All these factors are reasons why Gundlach believes the initial move in interest rates will be up, not down as normally happens when the next recession strikes. Then the Fed is likely to engage in asset purchases and other manipulative moves.

However, Gundlach had more kind words for Jay Powell than he has had in the past. Powell realizes that if the U.S. were to join Germany and Japan and move to a negative interest rate regime, the global financial system “couldn’t survive.” At the same time, the Fed chairman has said he won’t raise interest rates until inflation appears in a significant and persistent way.

The topic of the webcast was the investment company’s flagship DoubleLine Total Return fund. Gundlach pointedly noted that the $54 billion fund holds no corporate bonds, and that’s no accident.

“The quality of the corporate bond market has collapsed” over the last 50 years, he said. About half the world’s junk bonds and total corporate debt resides in America. When the next recession comes many more bonds are likely to get downgraded to junk status. “When bonds get downgraded, their prices do not go up,” he added.

Already, a quick scan of how different classes of bonds performed in 2019 reveals some strange signs are surfacing. For example, bonds rated double B have outperformed those rated triple C by a wide margin. The last two times this happened were in 1994 and 2001, both years when the equity markets struggled. This is “telling us something” and could be “the first robin of spring.”

It's not the only canary chirping in the coalmine. Back in September, rates in the overnight Repo market topped 2% when the 10-year Treasury was yielding 1.7%. Something there clearly isn't right.

The 2020 Election: Hillary?
Four years ago, Gundlach earned a reputation as a clairvoyant amateur political pundit, predicting President Trump would win the election one year before it was held. This year he isn’t nearly as certain.
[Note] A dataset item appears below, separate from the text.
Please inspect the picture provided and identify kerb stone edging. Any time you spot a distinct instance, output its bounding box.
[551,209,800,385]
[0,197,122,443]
Former Vice President Joe Biden seems “to have no chance,” even though he remains stuck in first place at 28%, the bond manager said. The way Biden struggles “to formulate paragraphs in debates” is sad. And at 28% he should be rising, not flatlining.

Massachusetts Senator Elizabeth Warren “has completely petered out,” Gundlach observed. Only a few months ago, betting markets gave her a 52% chance of winning the nomination, now she is at 15%, down 70%. “Once you take a dive like that,” she's toast, Gundlach says.

Vermont Senator Bernie Sanders seems to be enjoying a rebound at Warren’s expense. But Gundlach thinks that, as the details of left-wing Democrats’ plans to socialize much of the economy sink in, victory-starved Democrats will look elsewhere.

That brings in former South Bend Mayor Pete Buttigieg, the “best candidate on his feet since Ronald Reagan.” Buttigieg’s biggest problem may be that he is 37 years old but looks 21, like “he is running for student council president,” Gundlach comments.

As for former New York Mayor Michael Bloomberg. Gundlach doesn’t believe the job of New York mayor is a good stepping stone to presidency. Though Gundlach didn’t say it, another former mayor, Rudy Giuliani, might agree. Gundlach also said Bloomberg’s comments that he likes regressive taxes on the poor because it gives society a chance to modify their behavior in areas like soda consumption aren’t going to be received favorably by the American public.

That leaves the Democrats with their strongest candidate in his view, former Secretary of State Hillary Clinton. However, Gundlach doubts she’ll enter the race.

So the best case scenario is that President Trump is re-elected, like about 70% of sitting presidents. Gundlach said that what Trump really has going for him is that “the Democratic race is a complete mess.”